Authors: Sungjune Park, Jaeyub Song, Minho Park, Yong Man Ro

 

This paper presents a new video retrieval tool, Interactive VIdeo Search Tool (IVIST), which participates in the 2020 Video Browser Showdown (VBS). As a video retrieval tool, IVIST is equipped with proper and high performing functionalities such as object detection, dominant-color finding, scene-text recognition and text-image retrieval. These functionalities are constructed with various deep neural networks. By adopting these functionalities, IVIST performs well in searching users’ desirable videos. Furthermore, due to user-friendly user interface, IVIST is easy to use even for novice users. Although IVIST is developed to participate in VBS, we hope that it will be applied as a practical video retrieval tool in the future, dealing with actual video data on the Internet.

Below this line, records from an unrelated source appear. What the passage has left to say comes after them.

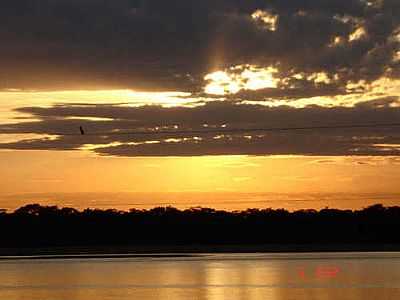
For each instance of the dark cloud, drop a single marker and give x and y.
(158, 44)
(65, 120)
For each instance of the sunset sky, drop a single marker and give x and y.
(116, 67)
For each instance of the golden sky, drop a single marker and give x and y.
(151, 68)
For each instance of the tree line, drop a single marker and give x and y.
(34, 225)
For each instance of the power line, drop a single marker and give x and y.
(232, 130)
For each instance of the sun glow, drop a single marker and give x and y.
(270, 20)
(237, 78)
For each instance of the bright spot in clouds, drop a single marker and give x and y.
(268, 18)
(358, 34)
(237, 78)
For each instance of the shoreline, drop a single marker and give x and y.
(160, 251)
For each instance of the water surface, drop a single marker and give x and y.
(342, 276)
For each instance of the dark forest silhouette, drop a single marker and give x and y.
(49, 226)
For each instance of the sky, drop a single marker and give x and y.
(160, 87)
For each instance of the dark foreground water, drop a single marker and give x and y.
(342, 276)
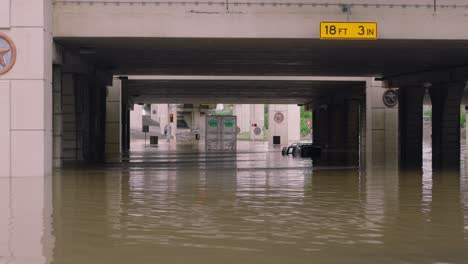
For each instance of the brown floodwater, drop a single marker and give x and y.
(168, 206)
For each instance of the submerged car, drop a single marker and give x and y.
(304, 150)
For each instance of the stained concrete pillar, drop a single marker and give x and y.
(352, 128)
(26, 89)
(320, 128)
(336, 128)
(284, 121)
(411, 126)
(69, 135)
(125, 115)
(113, 138)
(337, 134)
(446, 100)
(57, 116)
(466, 134)
(381, 129)
(257, 116)
(26, 134)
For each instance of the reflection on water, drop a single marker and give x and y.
(253, 207)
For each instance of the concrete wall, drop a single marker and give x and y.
(26, 90)
(113, 121)
(381, 122)
(136, 121)
(26, 135)
(289, 128)
(257, 116)
(242, 111)
(397, 19)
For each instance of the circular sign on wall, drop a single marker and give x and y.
(278, 117)
(390, 98)
(7, 54)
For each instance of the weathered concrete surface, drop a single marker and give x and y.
(256, 19)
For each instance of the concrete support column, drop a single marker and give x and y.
(26, 134)
(336, 129)
(446, 101)
(57, 116)
(288, 128)
(69, 129)
(113, 122)
(320, 135)
(411, 127)
(125, 115)
(466, 134)
(337, 134)
(352, 133)
(172, 132)
(381, 123)
(257, 116)
(26, 90)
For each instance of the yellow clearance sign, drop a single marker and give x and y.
(348, 30)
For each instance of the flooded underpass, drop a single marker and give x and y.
(256, 206)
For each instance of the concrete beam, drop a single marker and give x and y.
(250, 19)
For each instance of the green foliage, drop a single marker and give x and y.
(305, 115)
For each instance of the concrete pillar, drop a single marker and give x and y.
(26, 90)
(381, 123)
(113, 139)
(466, 134)
(242, 111)
(163, 116)
(125, 115)
(172, 132)
(288, 128)
(337, 134)
(26, 134)
(57, 116)
(351, 141)
(336, 129)
(411, 127)
(446, 100)
(69, 137)
(257, 116)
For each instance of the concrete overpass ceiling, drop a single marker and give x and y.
(200, 56)
(240, 91)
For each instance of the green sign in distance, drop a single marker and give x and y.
(213, 123)
(228, 123)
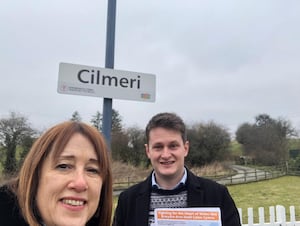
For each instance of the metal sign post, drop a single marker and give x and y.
(109, 63)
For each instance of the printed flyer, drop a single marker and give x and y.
(187, 217)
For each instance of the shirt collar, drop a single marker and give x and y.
(181, 182)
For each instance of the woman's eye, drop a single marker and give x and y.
(63, 166)
(93, 170)
(173, 146)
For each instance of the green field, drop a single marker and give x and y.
(280, 191)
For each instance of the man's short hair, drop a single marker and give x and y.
(169, 121)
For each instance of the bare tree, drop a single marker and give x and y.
(14, 130)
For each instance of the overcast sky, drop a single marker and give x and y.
(225, 61)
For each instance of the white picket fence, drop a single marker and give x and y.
(277, 217)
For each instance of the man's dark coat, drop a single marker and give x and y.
(133, 204)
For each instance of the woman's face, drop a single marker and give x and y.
(69, 187)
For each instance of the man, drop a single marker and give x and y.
(171, 184)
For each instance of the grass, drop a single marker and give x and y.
(280, 191)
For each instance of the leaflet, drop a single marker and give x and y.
(201, 216)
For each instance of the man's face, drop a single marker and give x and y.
(166, 151)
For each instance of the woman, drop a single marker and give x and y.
(65, 180)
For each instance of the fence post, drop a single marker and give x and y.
(261, 216)
(272, 215)
(241, 215)
(292, 215)
(280, 215)
(250, 216)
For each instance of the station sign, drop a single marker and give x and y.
(84, 80)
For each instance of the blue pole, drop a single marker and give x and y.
(109, 63)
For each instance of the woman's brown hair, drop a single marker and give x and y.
(54, 140)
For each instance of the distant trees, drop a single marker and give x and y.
(208, 142)
(15, 131)
(266, 139)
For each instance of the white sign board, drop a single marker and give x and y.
(84, 80)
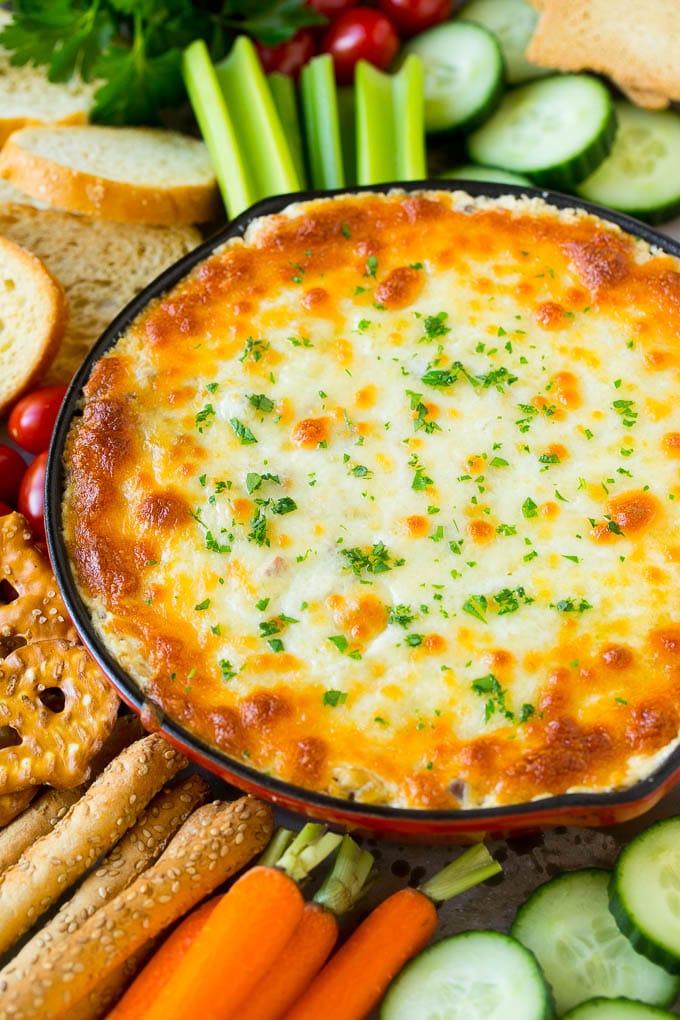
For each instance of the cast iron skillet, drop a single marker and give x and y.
(403, 823)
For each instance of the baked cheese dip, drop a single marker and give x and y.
(381, 500)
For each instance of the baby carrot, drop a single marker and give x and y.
(148, 983)
(302, 958)
(243, 936)
(356, 978)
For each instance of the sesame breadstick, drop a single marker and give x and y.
(139, 848)
(217, 840)
(52, 805)
(91, 827)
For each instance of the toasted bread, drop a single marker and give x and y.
(132, 174)
(33, 319)
(100, 264)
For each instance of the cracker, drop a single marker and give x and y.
(31, 606)
(217, 840)
(60, 708)
(139, 848)
(632, 42)
(30, 823)
(92, 826)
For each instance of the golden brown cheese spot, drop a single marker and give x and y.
(602, 261)
(416, 525)
(632, 511)
(551, 315)
(481, 531)
(315, 298)
(400, 288)
(163, 510)
(617, 657)
(565, 390)
(671, 445)
(311, 431)
(263, 709)
(362, 618)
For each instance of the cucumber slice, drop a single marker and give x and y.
(558, 131)
(468, 976)
(644, 893)
(513, 22)
(640, 174)
(616, 1009)
(568, 925)
(319, 107)
(472, 172)
(464, 74)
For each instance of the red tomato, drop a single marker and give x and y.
(331, 8)
(360, 34)
(290, 56)
(12, 467)
(412, 16)
(32, 419)
(32, 495)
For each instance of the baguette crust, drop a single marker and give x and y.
(76, 191)
(92, 826)
(34, 313)
(216, 842)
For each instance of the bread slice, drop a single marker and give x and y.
(101, 266)
(634, 43)
(28, 98)
(133, 174)
(33, 317)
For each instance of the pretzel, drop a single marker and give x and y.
(56, 710)
(31, 606)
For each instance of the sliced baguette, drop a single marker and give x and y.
(100, 264)
(133, 174)
(33, 317)
(28, 98)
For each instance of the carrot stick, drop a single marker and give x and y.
(149, 982)
(238, 945)
(355, 979)
(302, 958)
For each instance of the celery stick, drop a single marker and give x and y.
(319, 107)
(285, 100)
(216, 128)
(256, 122)
(390, 135)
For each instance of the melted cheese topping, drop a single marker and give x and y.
(383, 500)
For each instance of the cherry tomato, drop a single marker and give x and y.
(412, 16)
(331, 8)
(290, 56)
(32, 419)
(360, 34)
(31, 500)
(12, 467)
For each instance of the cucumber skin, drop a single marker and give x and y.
(640, 941)
(565, 175)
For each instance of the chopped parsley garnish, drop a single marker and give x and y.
(333, 698)
(376, 560)
(261, 402)
(205, 417)
(243, 431)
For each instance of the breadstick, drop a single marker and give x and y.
(91, 827)
(12, 805)
(139, 848)
(216, 842)
(52, 805)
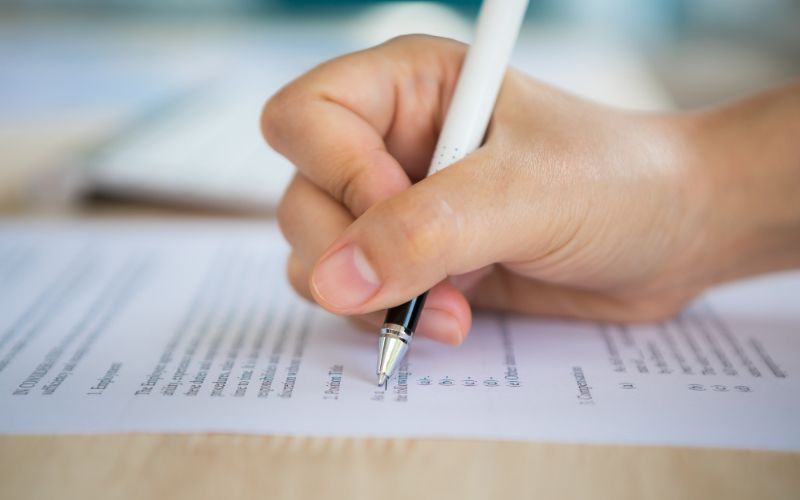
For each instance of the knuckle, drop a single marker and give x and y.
(285, 215)
(345, 188)
(274, 117)
(428, 230)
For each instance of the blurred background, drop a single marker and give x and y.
(156, 102)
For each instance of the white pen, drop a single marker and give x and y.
(464, 127)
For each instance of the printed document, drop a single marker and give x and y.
(190, 326)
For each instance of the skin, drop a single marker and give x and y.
(569, 208)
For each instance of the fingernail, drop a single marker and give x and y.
(345, 279)
(440, 325)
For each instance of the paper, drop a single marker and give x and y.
(120, 326)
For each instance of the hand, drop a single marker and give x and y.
(569, 208)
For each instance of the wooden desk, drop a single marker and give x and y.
(173, 467)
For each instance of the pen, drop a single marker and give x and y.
(463, 131)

[#203]   2020-01-16   [MMM 2020]]   Facial Εxpression Sentence Generation (by Joanna) is published in MMM 2020

Face Tells Detailed Εxpression: Generating Comprehensive Facial Εxpression Sentence through Facial Action Units

Authors: Joanna Hong, Hong Joo Lee, Yelin Kim, Yong Man Ro

 

Human facial expression plays the key role in the understanding of the social behavior. Many deep learning approaches present facial emotion recognition and automatic image captioning considering human sentiments. However, most current deep learning models for facial expression analysis do not contain comprehensive, detailed information of a single face. In this paper, we newly introduce a text-based facial expression description using several essential components describing comprehensive facial expression: gender, facial action units, and corresponding intensities. Then, we propose comprehensive facial expression sentence generating model along with facial expression recognition model for a single facial image to verify the effectiveness of our text-based dataset. Experimental results show that the proposed two models are supporting each other improving their performances: the text-based facial expression description provides comprehensive semantic information to the facial emotion recognition model. Also, the visual information from the emotion recognition model guides the facial expression sentence generation to produce a proper sentence describing comprehensive description.